If I go to the U.S. in December 2021, do I just not qualify for the rest of the year? What if in 2022 I don't visit the U.S. and qualify for FEIE including December 2021, how do I reclaim taxes that I end up paying in December?

I am trying to decide if it is worth it to travel during that time or just wait until 2022.


----------



## Bevdeforges (Nov 16, 2007)

OK - you're taking the FEIE based on the "physical presence" test rather than the bona fide residence test. Basically that means that you are now qualified to take the FEIE for the 2020 tax year - at least for the last two months of that year (i.e. November and December). 

Assuming you arrived overseas for the first time in November 2020, you basically could not claim the FEIE for those two months in 2020 until you reached the end of your 12 month qualifying period. So, either you should have extended your 2020 filing until December 2021 - or if you filed for 2020 without claiming the FEIE, then you can now file an amended return to claim back the taxes on your income for November and December of 2020.

The 2021 tax year starts fresh for you as of January 1, 2021 - and if you want to use the FEIE for that year, you need to evaluate what time you spent in the US for the January 1 to December 31 12 month period. No, it doesn't matter that the qualifying period for those last two months in 2020 overlaps the 2021 tax year. So everything depends on when you visited the US in 2021.

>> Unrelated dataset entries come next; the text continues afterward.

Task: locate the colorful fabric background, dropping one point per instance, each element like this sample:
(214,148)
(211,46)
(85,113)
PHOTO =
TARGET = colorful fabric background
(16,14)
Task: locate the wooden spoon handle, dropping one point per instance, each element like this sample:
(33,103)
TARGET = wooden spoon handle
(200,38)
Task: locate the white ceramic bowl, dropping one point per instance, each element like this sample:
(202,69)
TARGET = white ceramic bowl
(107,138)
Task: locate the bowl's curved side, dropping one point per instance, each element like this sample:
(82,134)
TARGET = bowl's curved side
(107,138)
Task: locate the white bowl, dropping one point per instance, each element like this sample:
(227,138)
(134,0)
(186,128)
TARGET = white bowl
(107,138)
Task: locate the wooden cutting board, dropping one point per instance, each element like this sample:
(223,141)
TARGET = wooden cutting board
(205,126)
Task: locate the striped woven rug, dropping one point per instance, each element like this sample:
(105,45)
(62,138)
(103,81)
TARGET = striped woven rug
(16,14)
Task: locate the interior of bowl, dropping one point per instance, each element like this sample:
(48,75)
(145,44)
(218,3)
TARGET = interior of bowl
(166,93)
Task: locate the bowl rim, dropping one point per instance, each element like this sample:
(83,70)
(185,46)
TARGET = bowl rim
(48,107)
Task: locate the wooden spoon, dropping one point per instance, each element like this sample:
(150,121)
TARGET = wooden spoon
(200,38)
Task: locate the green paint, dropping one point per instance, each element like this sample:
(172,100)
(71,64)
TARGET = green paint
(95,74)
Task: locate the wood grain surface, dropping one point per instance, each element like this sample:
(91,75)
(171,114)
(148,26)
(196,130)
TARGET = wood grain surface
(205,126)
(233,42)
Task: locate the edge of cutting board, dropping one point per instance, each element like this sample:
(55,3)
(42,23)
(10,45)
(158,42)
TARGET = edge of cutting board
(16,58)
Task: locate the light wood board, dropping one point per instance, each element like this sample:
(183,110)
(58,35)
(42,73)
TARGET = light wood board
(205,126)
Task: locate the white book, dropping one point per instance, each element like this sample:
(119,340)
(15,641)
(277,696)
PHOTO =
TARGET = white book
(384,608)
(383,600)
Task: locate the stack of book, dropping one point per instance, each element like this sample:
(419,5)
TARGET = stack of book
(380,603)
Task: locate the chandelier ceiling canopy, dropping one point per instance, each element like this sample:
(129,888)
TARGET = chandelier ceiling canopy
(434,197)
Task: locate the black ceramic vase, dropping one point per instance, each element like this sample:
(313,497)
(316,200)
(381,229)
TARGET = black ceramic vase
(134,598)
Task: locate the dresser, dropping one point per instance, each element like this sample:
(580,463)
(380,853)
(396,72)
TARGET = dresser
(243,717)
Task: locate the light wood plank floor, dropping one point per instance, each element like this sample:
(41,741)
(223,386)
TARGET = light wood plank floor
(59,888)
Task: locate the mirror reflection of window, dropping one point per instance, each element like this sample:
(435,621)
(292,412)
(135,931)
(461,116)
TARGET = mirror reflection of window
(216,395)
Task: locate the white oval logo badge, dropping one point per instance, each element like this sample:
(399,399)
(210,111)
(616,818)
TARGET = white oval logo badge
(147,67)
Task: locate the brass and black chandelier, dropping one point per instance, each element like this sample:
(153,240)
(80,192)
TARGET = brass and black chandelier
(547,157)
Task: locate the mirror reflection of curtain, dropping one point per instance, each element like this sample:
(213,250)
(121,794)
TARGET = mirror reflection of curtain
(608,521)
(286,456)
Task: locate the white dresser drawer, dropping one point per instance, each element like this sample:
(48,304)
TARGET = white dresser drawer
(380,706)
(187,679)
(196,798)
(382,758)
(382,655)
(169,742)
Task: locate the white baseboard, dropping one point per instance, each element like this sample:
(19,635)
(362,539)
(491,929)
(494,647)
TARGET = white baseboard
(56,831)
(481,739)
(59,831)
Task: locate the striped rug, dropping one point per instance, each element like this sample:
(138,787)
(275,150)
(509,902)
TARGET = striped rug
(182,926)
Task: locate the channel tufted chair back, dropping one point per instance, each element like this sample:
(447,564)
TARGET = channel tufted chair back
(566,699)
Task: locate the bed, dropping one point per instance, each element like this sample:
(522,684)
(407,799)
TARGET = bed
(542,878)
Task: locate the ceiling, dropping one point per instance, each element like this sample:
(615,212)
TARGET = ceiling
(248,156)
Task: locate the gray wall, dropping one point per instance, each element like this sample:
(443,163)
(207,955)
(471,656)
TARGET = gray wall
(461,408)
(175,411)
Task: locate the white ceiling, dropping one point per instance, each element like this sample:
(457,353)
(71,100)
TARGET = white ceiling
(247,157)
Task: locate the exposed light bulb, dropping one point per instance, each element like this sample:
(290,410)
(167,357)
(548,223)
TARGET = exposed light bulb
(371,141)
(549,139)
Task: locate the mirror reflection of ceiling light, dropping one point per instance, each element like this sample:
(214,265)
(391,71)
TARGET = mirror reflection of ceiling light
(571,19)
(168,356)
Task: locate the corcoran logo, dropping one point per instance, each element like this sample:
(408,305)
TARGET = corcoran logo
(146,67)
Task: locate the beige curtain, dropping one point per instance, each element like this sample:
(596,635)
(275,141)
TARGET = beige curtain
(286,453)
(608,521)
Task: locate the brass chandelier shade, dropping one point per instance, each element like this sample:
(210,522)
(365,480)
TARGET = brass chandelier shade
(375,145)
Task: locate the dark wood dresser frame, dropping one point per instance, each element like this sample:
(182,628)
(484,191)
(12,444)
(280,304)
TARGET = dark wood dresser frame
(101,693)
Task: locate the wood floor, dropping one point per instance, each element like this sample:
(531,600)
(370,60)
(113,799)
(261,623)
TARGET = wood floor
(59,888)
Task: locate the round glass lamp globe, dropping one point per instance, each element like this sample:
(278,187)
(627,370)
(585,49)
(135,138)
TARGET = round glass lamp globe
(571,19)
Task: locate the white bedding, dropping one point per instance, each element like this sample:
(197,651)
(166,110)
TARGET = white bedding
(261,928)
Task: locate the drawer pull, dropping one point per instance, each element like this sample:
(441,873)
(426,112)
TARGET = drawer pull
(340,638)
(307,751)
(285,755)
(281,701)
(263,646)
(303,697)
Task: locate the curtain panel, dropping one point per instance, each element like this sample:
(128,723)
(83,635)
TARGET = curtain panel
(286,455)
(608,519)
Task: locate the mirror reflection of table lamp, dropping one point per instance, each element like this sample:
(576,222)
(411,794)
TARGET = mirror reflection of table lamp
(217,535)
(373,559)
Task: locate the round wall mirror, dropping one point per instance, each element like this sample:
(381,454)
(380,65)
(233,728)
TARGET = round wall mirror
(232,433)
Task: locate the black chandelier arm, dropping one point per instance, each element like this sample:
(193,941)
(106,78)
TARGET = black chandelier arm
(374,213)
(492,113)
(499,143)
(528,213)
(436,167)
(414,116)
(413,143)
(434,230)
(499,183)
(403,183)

Take a look at IRS Publication 54 - especially Chapter 4 which explains the Foreign Earned Income Exclusion. There is a detailed discussion of how to count the 12 consecutive month period, along with a chart that may explain things a bit more clearly to you.


----------



## Jamie D (May 10, 2021)

Bevdeforges said:


> OK - you're taking the FEIE based on the "physical presence" test rather than the bona fide residence test. Basically that means that you are now qualified to take the FEIE for the 2020 tax year - at least for the last two months of that year (i.e. November and December).
> 
> Assuming you arrived overseas for the first time in November 2020, you basically could not claim the FEIE for those two months in 2020 until you reached the end of your 12 month qualifying period. So, either you should have extended your 2020 filing until December 2021 - or if you filed for 2020 without claiming the FEIE, then you can now file an amended return to claim back the taxes on your income for November and December of 2020.
> 
> ...


 Thank you for this. That publication is really helpful. If you file an amendment does it cost a lot in CPA fees usually? If you get an extension do you end up with a lot of fees? I think I would be able to claim FEIE for that time but wondering if it will cost me significantly.


----------



## Bevdeforges (Nov 16, 2007)

Personally, I wouldn't bother with a CPA to file for an extension - and I am a CPA (though I haven't practiced as one in many, many years). It's a fairly standard form and takes no expertise to file.

An amendment depends on how simple or complicated your original return for the year was. If you already used a CPA to file your initial return, it shouldn't cost much more to file the amendment (and actually the CPA or other tax advisor should have suggested it to you in the first place).


----------



## Jamie D (May 10, 2021)

Bevdeforges said:


> Personally, I wouldn't bother with a CPA to file for an extension - and I am a CPA (though I haven't practiced as one in many, many years). It's a fairly standard form and takes no expertise to file.
> 
> An amendment depends on how simple or complicated your original return for the year was. If you already used a CPA to file your initial return, it shouldn't cost much more to file the amendment (and actually the CPA or other tax advisor should have suggested it to you in the first place).


Thank you for this information. So if you file an extension you don't pay taxes that you owe until the extension is up and the tax return is due? In my case could I file an extension until December 31st 2022 so that I include that month in FEIE? If I submit the tax return and pay taxes at that time do I have penalties?


----------



## Moulard (Feb 3, 2017)

An extension to file is not an extension to pay.

If you owe money, you should always pay any outstanding amount on time.


----------